Elle se vit à nouveau pressée contre quelqu'un et reconnue l'odeur musquée du majordome. Elle sentit ce qui ressembla à un liquide, glisser dans sa bouche et elle toussota, manquant de s'étouffer avec.

« Ca va aller, Aina. » souffla-t-il avec plus de douceur, en passant la paume sur son front.

Dès l'instant ou sa main se posa sur elle, son corps s'arrêta de trembler. Sa peau était froide et douce et son touché soulagea presque miraculeusement la douleur qui la secouait depuis déjà quelques minutes. Ses cris s'arrêtèrent et son corps se détendit aussitôt.

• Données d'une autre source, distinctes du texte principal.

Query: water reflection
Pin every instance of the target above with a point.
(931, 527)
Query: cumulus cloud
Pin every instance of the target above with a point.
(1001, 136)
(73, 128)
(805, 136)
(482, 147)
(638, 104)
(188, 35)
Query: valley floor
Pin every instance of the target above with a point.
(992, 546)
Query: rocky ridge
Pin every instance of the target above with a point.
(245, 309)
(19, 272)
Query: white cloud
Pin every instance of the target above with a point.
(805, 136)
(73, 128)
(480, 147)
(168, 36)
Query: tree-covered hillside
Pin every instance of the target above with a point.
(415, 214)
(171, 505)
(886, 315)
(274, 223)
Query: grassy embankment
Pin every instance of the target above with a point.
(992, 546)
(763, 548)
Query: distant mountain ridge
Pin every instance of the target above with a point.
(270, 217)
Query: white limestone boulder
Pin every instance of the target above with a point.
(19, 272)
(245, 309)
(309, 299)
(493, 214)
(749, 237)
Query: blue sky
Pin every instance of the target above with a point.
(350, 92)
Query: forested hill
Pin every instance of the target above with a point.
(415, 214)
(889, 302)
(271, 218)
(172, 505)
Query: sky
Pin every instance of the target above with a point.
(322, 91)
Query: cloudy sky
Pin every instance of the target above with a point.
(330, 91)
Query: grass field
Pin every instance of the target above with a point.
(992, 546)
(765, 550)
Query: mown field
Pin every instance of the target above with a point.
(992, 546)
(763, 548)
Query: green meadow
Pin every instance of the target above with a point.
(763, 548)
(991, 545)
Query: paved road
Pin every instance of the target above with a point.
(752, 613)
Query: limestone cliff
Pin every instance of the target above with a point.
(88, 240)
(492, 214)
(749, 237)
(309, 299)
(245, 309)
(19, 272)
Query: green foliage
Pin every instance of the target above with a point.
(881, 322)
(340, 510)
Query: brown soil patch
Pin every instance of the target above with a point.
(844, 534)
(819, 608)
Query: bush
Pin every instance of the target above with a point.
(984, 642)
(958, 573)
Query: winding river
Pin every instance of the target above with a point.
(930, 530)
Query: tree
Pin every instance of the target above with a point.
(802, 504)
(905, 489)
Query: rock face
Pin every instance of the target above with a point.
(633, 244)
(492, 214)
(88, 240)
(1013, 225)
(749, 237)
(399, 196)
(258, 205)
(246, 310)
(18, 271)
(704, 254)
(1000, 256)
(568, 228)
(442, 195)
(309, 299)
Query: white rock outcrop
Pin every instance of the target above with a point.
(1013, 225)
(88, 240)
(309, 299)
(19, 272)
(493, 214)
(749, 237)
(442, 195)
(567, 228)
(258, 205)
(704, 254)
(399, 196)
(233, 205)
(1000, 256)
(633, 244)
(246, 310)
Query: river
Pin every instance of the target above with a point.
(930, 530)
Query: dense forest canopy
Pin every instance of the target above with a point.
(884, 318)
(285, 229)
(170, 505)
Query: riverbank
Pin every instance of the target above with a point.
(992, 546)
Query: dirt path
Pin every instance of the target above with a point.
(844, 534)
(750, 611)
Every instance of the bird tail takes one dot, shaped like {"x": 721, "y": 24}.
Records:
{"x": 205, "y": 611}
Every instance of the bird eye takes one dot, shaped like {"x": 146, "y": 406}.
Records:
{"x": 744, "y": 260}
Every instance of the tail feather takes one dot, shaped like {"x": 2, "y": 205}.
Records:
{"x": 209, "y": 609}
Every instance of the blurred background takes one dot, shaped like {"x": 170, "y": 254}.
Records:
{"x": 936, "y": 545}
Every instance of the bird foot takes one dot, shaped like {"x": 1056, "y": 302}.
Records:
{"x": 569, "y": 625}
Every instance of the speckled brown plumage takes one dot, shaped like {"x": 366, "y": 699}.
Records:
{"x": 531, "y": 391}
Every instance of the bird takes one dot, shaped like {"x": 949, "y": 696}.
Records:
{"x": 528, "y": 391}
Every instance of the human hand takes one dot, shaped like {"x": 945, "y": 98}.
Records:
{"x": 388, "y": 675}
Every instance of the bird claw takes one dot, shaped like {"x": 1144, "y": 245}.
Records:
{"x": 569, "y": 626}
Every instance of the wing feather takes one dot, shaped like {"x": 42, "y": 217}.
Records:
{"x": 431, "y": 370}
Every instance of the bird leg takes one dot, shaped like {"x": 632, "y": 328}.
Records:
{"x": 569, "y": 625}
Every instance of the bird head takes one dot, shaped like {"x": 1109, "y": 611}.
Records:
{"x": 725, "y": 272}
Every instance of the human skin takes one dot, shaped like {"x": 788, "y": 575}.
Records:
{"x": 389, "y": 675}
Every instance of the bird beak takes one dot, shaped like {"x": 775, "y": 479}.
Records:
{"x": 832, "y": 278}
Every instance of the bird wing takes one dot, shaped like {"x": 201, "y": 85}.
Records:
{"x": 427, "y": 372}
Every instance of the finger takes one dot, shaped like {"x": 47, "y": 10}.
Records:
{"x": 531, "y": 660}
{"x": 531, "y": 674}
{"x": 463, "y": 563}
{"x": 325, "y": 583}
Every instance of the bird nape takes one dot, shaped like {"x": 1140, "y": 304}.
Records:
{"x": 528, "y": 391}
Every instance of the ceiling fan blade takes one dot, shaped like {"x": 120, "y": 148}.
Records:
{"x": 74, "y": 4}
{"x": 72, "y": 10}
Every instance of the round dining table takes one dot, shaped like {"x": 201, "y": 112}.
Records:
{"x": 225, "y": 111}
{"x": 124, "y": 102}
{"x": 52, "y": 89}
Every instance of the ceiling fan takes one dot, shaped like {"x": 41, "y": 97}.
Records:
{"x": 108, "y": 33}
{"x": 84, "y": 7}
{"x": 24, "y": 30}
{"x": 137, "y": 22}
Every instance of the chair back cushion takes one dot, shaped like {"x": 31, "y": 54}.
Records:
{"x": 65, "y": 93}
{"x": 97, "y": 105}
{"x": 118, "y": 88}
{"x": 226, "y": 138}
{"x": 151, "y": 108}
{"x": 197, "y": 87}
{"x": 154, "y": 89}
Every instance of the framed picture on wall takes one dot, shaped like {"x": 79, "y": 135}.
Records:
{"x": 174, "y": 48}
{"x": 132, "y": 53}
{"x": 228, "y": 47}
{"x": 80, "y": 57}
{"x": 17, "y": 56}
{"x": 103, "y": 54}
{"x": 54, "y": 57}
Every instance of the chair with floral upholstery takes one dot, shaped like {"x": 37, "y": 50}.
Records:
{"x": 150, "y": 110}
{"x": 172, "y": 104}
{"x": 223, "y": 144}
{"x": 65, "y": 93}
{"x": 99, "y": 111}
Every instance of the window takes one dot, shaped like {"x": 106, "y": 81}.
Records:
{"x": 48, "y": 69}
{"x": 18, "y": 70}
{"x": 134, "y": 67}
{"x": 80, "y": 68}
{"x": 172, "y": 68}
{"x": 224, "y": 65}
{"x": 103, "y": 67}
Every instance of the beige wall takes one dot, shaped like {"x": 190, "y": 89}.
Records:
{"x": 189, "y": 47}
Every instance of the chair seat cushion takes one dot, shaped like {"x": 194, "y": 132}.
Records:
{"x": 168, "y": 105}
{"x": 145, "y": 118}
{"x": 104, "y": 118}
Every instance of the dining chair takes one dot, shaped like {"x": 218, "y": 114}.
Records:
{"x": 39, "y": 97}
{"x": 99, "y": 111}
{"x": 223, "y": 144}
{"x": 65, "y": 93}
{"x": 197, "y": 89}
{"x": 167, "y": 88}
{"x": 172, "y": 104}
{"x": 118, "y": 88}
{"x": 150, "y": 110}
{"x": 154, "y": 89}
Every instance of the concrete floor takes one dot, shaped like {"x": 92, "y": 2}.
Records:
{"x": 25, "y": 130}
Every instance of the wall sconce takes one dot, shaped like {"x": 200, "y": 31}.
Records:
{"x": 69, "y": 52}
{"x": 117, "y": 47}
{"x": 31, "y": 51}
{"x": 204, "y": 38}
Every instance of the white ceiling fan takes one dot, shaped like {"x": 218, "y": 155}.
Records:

Elle était essoufflée et couverte de sueur, mais se pressa un peu plus contre son sauveur, dans l'espoir de maintenir l'état calme et paisible dans lequel elle se trouvait maintenant. Il était comme un oasis pour une personne assoiffée. Malgré le calme revenu en elle, elle était exténuée et à bout de force, au point que ses paupières étaient lourdes. Toute son énergie l'avait quittée, si bien qu'elle n'aurait même pas pu lever le petit doigt ou ouvrir la bouche pour parler.

« Je suis là. Tout va bien. » souffla-t-il en caressant son front avec douceur.

Elle était fatiguée... Terriblement fatiguée et elle avait le sentiment qu'elle allait finir par perdre conscience. Tout ceci était honteux et elle savait qu'elle se donnait en spectacle, mais elle ne parvenait pas à se reprendre. Elle était à bout de force.

La voix qui criait dans sa tête avait disparue et il ne restait plus que le bruit de sa respiration et des pas qui s'approchaient de la pièce où elle se trouvait.

« Que s'est-il passé ? » entendit-elle la voix paniquée de la matriarche, non loin de là.

'Que fait toute la famille ici ?'

« Elle était avec Despair et elle s'est mise à hurler. » expliqua Lust en réponse.

Elle battait des paupières sans cesse, peinant à rester consciente. Elle ouvrit la bouche pour parler, mais la main d'Elvan se posa sur ses yeux, pour la plonger dans le noir. Elle voulut protester, mais elle était bien trop faible pour résister.

« Dors... Je m'occupe de tout. »

Elle avait l'impression que quelque chose se produisait et qu'il fallait à tout prix qu'elle lutte contre le sommeil, mais elle commençait déjà à fermer les paupières.

'Ne t'endors pas Aina...' Lui soufflait sa conscience, en vain.

« Je vous avais pourtant avertis de faire attention à... » entendit-elle Elvan murmurer, d'une voix qu'elle ne lui connaissait pas.

Elle ne voulait pas perdre connaissance et rater la conversation qui se déroulait là, juste à côté d'elle,mais elle ne parvint qu'à se laisser tomber lourdement dans les bras d'Elvan.Elle n'eut pas le temps de saisir l'entièreté de ses propos, qu'elle ferma lespaupières et sombra dans l'obscurité.